1 SEPTEMBER 2015 – A spectacular end of the brilliant Czech journey through the festival of theatrical plenty.

With opulently beautiful fireworks has ended the world’s biggest celebration of performing arts. Throughout August the streets of Edinburgh have once again experienced the 3-week long buzz of street entertainers, military parades, circus acrobats, restless clowns, stand-up comedians, theater celebrities, costumed weirdoes, eagerly discussing theatre journalist and critics (or pseudo-critics). Plentiful, ungraspable, chaotic, fascinating…


Edinburgh in August is a city like any other. It is not just the Fringe festival that occupies the streets, pubs, theatres, public houses and parks with its 3,000 shows brought from all around the world and performed daily at all places imaginable.  Apart from the Fringe there are at least another five festivals happening at the same time within the city, varying from the famous opera houses performances showcasing some biggest names of contemporary theatre makers (Edinburgh International Festival), literary events of world’s significance (Edinburgh International Book Festival) to the fringe theatre activities serving the original role of the Fringe with the capital F (Forest Fringe). The festival season in Edinburgh has something for everybody however suspicious that may sound. As a result it may be rather uneasy to keep oneself oriented within such artsy madness; hence there are few points that may save your sanity before you get lost somewhere between theatrical hell and theatre heaven. The most obvious guideline is to follow the review stars. The more stars have sparkled through a show’s reviews, the more audiences it will attract. It is a little baffling, as there are probably as many critiques, reviewers, arts bloggers and other “star-givers” as there are shows and so the city becomes over-flooded with 4 and 5-star stickers all over the festival posters within the first festival week. Regular festivalgoers have obviously developed their own techniques of picking the very best of the un-curated Fringe programme. Some venues, most generally, are patrons of their own programmes and have become notable guarantees of quality.
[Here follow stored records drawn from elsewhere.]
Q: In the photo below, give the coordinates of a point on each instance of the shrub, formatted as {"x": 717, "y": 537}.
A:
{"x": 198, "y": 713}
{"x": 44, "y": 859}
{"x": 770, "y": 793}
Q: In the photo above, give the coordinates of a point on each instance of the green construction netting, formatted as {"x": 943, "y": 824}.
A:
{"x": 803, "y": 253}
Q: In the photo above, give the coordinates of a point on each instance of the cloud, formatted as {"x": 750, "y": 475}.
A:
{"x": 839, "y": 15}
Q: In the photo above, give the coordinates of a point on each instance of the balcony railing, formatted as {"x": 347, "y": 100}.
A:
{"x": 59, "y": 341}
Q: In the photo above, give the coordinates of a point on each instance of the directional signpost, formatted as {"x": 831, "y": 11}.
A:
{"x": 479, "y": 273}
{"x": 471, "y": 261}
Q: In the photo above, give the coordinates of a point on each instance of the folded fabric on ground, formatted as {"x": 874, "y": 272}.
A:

As the Guardian famously made reference to the festival programme of Summerhall (one of the most popular arts venue at Fringe): "You could spend the entire three weeks at Summerhall and never be bored for a second."


As the festival programme gets even more varied over the years, it seems that the international mini-programmes such as our Czech Showcase serve as dramaturgical guidelines of increasing value. During the five years of its existence, the Czech Showcase has received growing recognition from festival organisers, art critics and art professionals alike. This year’s showcase has once again proven the dramaturgical consistency and high artistic quality of the selected shows with primary focus on cutting edge physical and dance theatre. The overall success of the showcase has been validated with the Herald Angel Award won by VerTeDance and three nominations for the Total Theatre Award (Correction, Antiwords, Boys Who Like to Play With Dolls).


The success of the Czech performances is even greater when we realize that Edinburgh turns into a real battlefield during Fringe.  Arts promoters from all around the world come to the festival ready to fight for the recognition of their shows while artists are often willing to do literally anything to earn their bit of publicity (like to perform a life threatening trapeze stunt from a city centre bridge with no safety net whatsoever – cheers for that, La Putyka J)


Thanks again to the brilliant Czech artists who have been courageous and bold enough to encounter the world’s’ toughest competition and thrive!